コーディー

オオカミの家のコーディーのレビュー・感想・評価

オオカミの家(2018年製作の映画)
3.7
コロニアの悪夢に蝕まれたマリアの精神。罰を恐れて逃げた先、不安から解放された様に見えた彼女の世界は平穏を求める程にグロテスクに変容したいく…
絶え間なく動き続け、確実なものが何もない世界に響き渡るオオカミの声、そしてマリアの意識は何処へ。と、異様過ぎるストップモーションアニメの質感と恐怖を浴びて脳が麻痺したw
けど面白い!

逃げた場所で2匹の豚を保護しようとするマリアの想いが巡り巡って抗えない思想に縛り付けられる。そんな正常な判断力を失った彼女に〝帰っておいでよ〟と呼びかけるオオカミの不気味な愛情。
そこから終盤の展開に至るまでひたすら退廃的な物語が展開するけど、解読不能な悪夢を表現する映像やカメラワークは目眩がするほど美しい!
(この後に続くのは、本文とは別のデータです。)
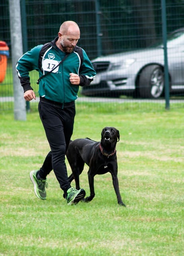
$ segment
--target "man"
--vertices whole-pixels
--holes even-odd
[[[89,85],[96,75],[85,51],[76,46],[80,37],[77,24],[72,21],[65,22],[58,37],[25,53],[16,65],[27,101],[36,99],[29,72],[35,70],[39,72],[38,109],[51,149],[42,168],[30,172],[35,193],[39,198],[46,199],[46,177],[53,168],[68,204],[77,203],[86,194],[84,189],[78,190],[71,187],[65,155],[73,132],[79,86]]]

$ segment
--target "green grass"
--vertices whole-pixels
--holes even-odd
[[[104,127],[119,130],[118,178],[127,207],[117,204],[110,174],[95,176],[96,196],[88,203],[67,206],[53,172],[47,200],[37,199],[29,173],[49,150],[38,113],[21,122],[3,112],[0,256],[182,255],[184,110],[156,112],[147,103],[144,111],[132,104],[122,112],[98,104],[76,104],[72,138],[98,141]],[[88,195],[87,170],[80,183]]]

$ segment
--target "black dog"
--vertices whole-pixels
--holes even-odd
[[[115,146],[119,140],[118,130],[114,127],[105,127],[102,132],[101,140],[97,142],[89,138],[77,139],[71,141],[67,156],[72,170],[69,179],[74,178],[76,189],[80,189],[79,175],[84,169],[84,164],[89,166],[88,172],[90,195],[85,199],[91,201],[95,196],[94,176],[110,172],[119,204],[125,206],[119,193],[117,179],[117,163]]]

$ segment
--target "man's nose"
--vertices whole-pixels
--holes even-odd
[[[76,41],[73,41],[72,43],[72,45],[73,46],[75,46],[76,44]]]

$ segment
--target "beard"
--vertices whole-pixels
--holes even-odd
[[[74,46],[71,46],[69,45],[65,45],[65,43],[64,42],[63,39],[62,39],[60,41],[60,44],[61,46],[61,47],[62,48],[63,50],[65,52],[67,52],[67,53],[71,53],[73,51],[73,49],[74,48]]]

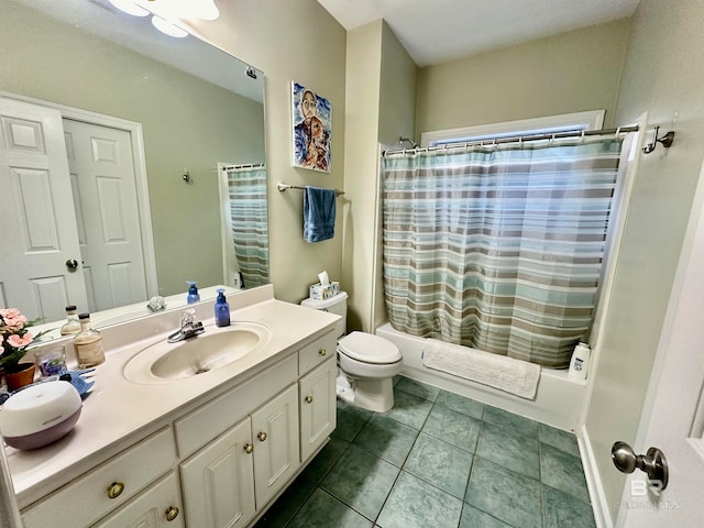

この作品の基になっているコロニア•ディグニダやパウル•シェーファーの事はエマ•ワトソン主演の『コロニア』鑑賞時にちょこちょこ調べたので割とすんなり入れたけど、ここまで主観的に描かれると理解するのとははまた別な感覚でしたw
まあ悪夢一辺倒な展開は75分と言えど若干ダレたけど、深層心理を表出させたような映像はもはや芸術。映画館で浴びる価値ありです!